A number of political loose ends got tied up in the closing weeks of 2017, but investors will have plenty of market-moving headlines to contend with in 2018 as well. Here’s a look at four developments unfolding in Washington and some stocks that could be impacted.
Try as they might, President Trump and the Republican-controlled Congress were unable to get healthcare reform or even a straight repeal of the Affordable Healthcare Act, passed in 2017. However, the recent tax reform plan did successfully eliminate the ACA’s controversial individual mandate that penalized uninsured Americans.
Looking ahead, Bernstein analyst Lance Wilkes predicts Democrats will regain at least one house of Congress in 2018, leaving Republicans a very narrow window to take another crack at health care reform this year. In the meantime, healthcare investors should concern themselves with a much nimbler catalyst impacting the sector—Amazon.com.
“We believe the retail pharmacy model is highly susceptible to disruption by online pharmacy (e.g.

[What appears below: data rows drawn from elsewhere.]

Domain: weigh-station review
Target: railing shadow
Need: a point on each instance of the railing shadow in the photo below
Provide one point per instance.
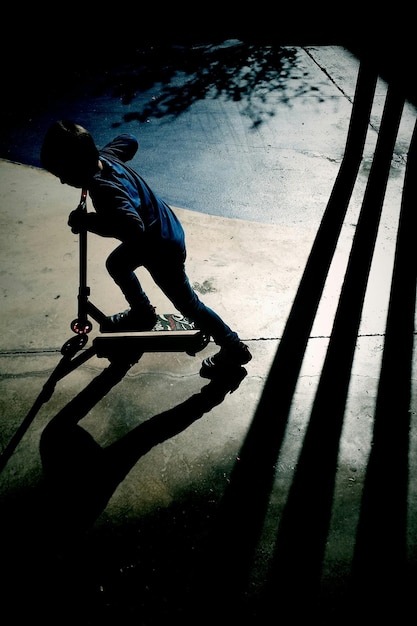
(382, 580)
(293, 584)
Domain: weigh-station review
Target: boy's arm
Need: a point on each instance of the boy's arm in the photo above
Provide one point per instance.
(129, 228)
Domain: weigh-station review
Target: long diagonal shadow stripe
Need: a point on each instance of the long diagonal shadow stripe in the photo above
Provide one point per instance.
(304, 526)
(380, 576)
(242, 510)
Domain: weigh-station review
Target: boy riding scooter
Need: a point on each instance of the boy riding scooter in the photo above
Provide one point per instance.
(149, 231)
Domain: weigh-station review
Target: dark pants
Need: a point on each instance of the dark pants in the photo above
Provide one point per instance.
(165, 262)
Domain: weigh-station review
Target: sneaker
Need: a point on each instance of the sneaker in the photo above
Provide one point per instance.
(227, 358)
(130, 320)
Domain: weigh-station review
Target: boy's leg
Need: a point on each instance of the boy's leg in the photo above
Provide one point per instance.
(121, 264)
(175, 284)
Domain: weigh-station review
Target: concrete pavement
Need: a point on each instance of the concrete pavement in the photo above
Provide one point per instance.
(111, 497)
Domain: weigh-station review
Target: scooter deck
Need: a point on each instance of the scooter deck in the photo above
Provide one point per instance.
(171, 333)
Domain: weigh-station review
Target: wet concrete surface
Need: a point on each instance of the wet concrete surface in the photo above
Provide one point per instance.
(145, 494)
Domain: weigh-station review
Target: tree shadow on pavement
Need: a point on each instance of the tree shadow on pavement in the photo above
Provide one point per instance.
(234, 70)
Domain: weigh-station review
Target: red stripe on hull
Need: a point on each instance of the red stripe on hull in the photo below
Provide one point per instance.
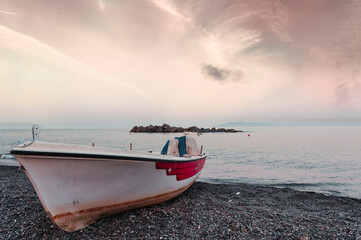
(182, 170)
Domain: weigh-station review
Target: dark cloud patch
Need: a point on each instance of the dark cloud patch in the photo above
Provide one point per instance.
(220, 74)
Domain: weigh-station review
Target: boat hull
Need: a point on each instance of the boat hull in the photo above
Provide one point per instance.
(75, 190)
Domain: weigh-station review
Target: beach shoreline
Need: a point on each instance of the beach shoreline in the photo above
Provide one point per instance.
(205, 211)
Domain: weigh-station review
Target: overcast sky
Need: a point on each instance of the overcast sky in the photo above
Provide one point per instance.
(107, 62)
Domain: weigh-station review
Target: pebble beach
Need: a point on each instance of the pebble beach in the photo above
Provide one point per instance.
(205, 211)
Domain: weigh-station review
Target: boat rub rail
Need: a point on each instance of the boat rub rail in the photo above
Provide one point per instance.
(97, 157)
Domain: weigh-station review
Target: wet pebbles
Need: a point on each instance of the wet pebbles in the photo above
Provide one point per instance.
(205, 211)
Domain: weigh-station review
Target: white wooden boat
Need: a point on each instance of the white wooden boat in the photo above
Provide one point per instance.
(79, 184)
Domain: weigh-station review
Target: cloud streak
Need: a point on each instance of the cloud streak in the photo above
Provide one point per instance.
(33, 49)
(220, 74)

Amazon),” Wilkes recently wrote. In addition to Amazon, Wilkes said Anthem is the nest-positioned health care stock to benefit from tax reform and pharmacy benefit manager market growth in 2018.

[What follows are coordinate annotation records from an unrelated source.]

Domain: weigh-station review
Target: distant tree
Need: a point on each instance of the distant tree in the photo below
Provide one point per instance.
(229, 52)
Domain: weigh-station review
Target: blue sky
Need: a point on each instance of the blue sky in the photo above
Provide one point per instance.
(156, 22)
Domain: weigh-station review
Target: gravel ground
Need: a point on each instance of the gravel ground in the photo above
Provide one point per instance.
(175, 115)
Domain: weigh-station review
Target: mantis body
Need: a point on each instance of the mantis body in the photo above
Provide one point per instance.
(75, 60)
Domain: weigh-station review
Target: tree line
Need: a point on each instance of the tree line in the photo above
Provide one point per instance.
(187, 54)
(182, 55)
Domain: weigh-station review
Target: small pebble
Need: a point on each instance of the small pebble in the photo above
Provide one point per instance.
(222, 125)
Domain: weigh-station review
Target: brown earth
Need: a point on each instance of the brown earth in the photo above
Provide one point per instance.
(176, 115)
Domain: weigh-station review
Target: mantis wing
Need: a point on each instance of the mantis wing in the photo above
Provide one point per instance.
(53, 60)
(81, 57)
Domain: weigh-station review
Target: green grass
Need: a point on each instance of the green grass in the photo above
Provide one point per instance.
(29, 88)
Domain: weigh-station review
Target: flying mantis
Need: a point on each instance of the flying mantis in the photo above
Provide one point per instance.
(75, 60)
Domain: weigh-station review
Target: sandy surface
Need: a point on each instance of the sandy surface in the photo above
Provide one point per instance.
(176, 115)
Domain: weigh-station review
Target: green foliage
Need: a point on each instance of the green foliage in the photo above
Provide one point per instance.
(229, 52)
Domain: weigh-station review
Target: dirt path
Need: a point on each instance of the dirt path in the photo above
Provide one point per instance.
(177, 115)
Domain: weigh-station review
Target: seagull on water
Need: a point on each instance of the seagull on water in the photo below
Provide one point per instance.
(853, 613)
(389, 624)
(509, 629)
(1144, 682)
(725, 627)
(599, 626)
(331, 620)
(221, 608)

Most Republicans will likely say tax reform was their single largest political accomplishment of 2017. The new tax law cuts income taxes for individuals, but eliminates many of the deductions that itemizers took advantage of in the past. These modifications make the new law somewhat controversial when it comes to individual income taxes, but the massive corporate tax cuts are good news for American companies and investors across the board.
The corporate tax rate was cut from 35 percent to just 21 percent. The biggest winners from these cuts will be American companies with mostly domestic businesses. Overall, UBS estimates S&P 500 stock earnings will increase by more than 9 percent in 2018 thanks to the tax cut.

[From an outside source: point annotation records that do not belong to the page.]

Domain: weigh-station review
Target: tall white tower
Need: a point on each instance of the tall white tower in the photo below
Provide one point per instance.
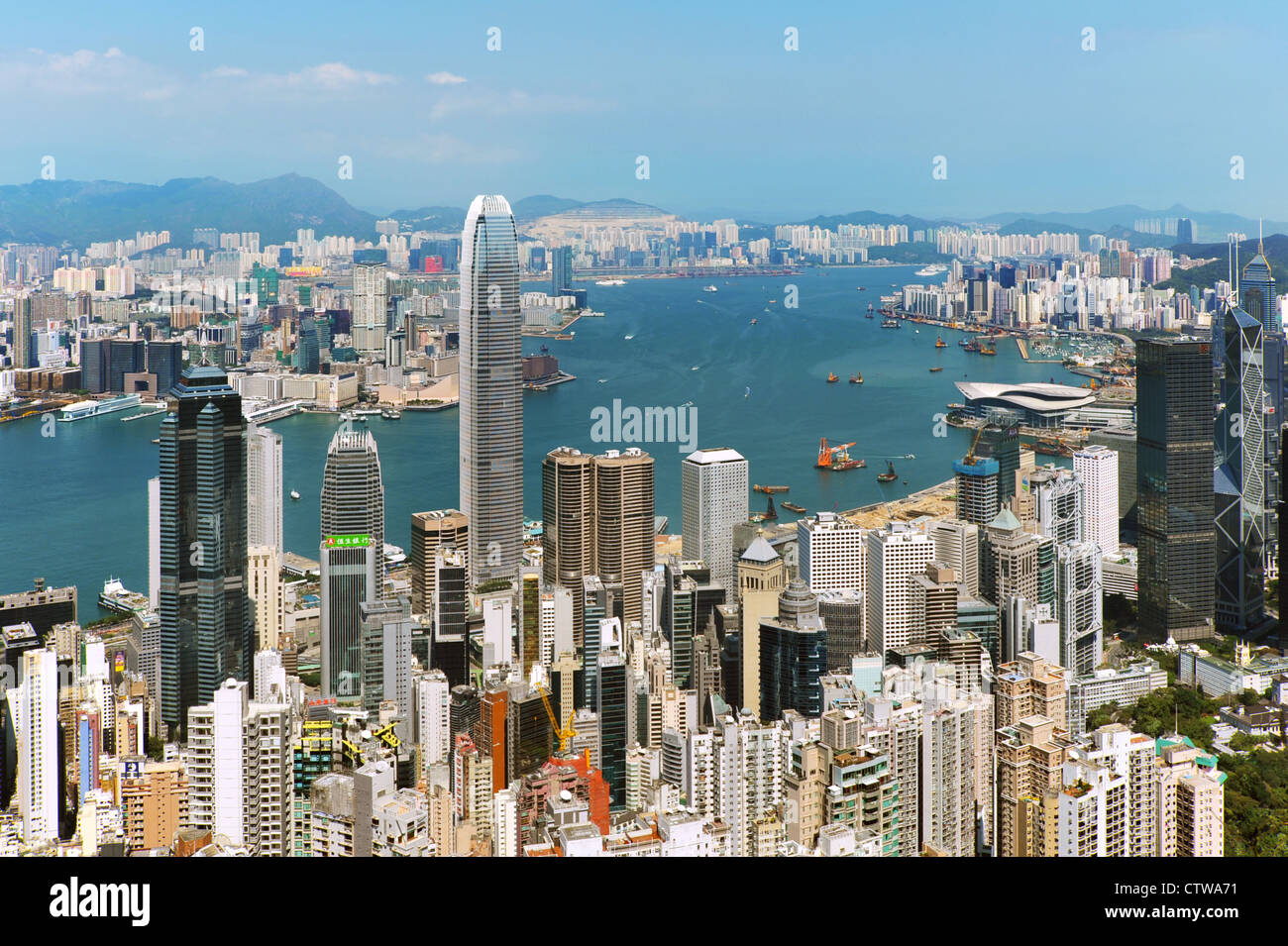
(490, 374)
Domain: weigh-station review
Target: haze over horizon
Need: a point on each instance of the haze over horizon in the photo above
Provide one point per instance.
(730, 120)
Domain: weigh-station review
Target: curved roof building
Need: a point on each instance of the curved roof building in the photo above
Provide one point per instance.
(1041, 404)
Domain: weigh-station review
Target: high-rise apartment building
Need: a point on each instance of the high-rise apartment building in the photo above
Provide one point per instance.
(265, 488)
(370, 308)
(490, 373)
(240, 770)
(206, 624)
(1173, 485)
(712, 501)
(1098, 469)
(1080, 605)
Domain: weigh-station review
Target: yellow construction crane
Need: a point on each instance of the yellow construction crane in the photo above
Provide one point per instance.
(563, 734)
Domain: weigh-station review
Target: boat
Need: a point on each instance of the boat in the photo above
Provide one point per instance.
(836, 457)
(93, 408)
(115, 597)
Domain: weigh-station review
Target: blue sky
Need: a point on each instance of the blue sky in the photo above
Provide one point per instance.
(729, 119)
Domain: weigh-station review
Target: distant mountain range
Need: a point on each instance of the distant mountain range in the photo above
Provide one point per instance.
(1207, 274)
(76, 211)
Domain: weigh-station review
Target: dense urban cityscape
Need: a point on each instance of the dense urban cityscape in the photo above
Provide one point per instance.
(591, 528)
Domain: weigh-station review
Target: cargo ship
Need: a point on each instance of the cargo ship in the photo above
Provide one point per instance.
(93, 408)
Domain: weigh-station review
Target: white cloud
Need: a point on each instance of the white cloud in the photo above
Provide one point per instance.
(443, 78)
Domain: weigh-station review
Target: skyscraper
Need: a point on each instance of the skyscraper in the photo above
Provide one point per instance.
(22, 334)
(370, 304)
(1098, 469)
(490, 370)
(348, 581)
(623, 523)
(712, 501)
(265, 488)
(206, 626)
(1173, 485)
(430, 532)
(353, 495)
(1239, 477)
(561, 269)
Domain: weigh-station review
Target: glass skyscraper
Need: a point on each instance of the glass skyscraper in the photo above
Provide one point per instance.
(1239, 478)
(490, 376)
(1173, 485)
(206, 624)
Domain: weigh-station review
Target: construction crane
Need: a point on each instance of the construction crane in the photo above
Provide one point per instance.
(824, 452)
(565, 734)
(970, 455)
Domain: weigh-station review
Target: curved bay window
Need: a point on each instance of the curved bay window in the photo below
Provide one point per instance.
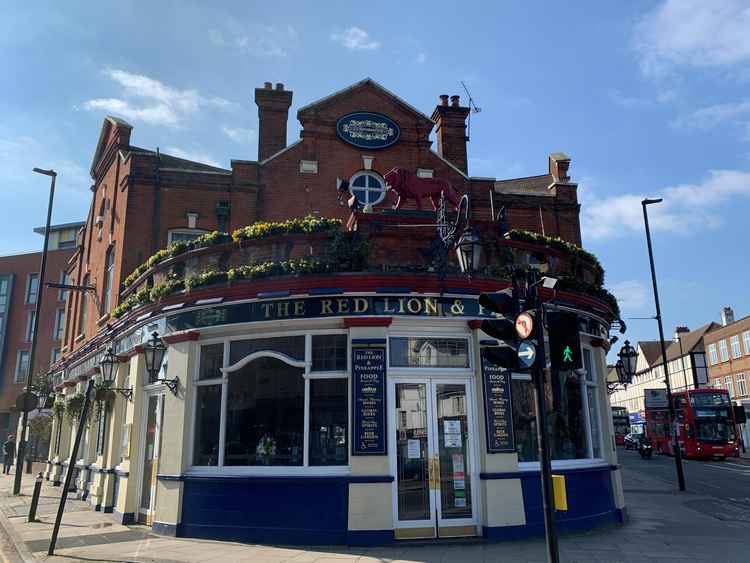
(278, 403)
(572, 414)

Regional banks, such as Zions Bancorp could get up to a 16 percent earnings boost, according to Keefe, Bruyette & Woods. Barclays says telecom stocks, such as Verizon and AT&T will also be big winners from lower U.S. taxes.
The tax bill includes a one-time repatriation tax holiday for companies with cash stashed overseas. Those companies can now bring that cash back into the U.S. economy and pay a rate of just 8 to 15.5 percent instead of 35 percent. Stocks like Apple, Microsoft and Cisco Systems, all of which have more than 90 percent of their cash overseas, could be big winners from repatriation.
Investors can anticipate companies will use that cash to reinvest in the business, potentially increasing the number of mergers and acquisitions. Some companies have also already begun increasing share buybacks and dividend payments, which can help support stock prices.
Finally, just this week, U.S. Attorney General Jeff Sessions announced he is rolling back an Obama-era directive instructing federal prosecutors not to pursue charges against businesses selling marijuana in states in which cannabis is legal. The news theoretically puts all U.S. marijuana businesses at risk of prosecution.
The news came just days after California officially legalized recreational marijuana use for the first time. So far, cannabis investors seem to be calling Sessions’ bluff, sending shares of Canopy Growth, Aphria,and the ETFMG Alternative Harvest ETF all higher by more than 5 percent in the early days of 2018. However, if Sessions decides to back up his words with an actual crackdown at some point, weed stocks and ETFs could see tremendous downside.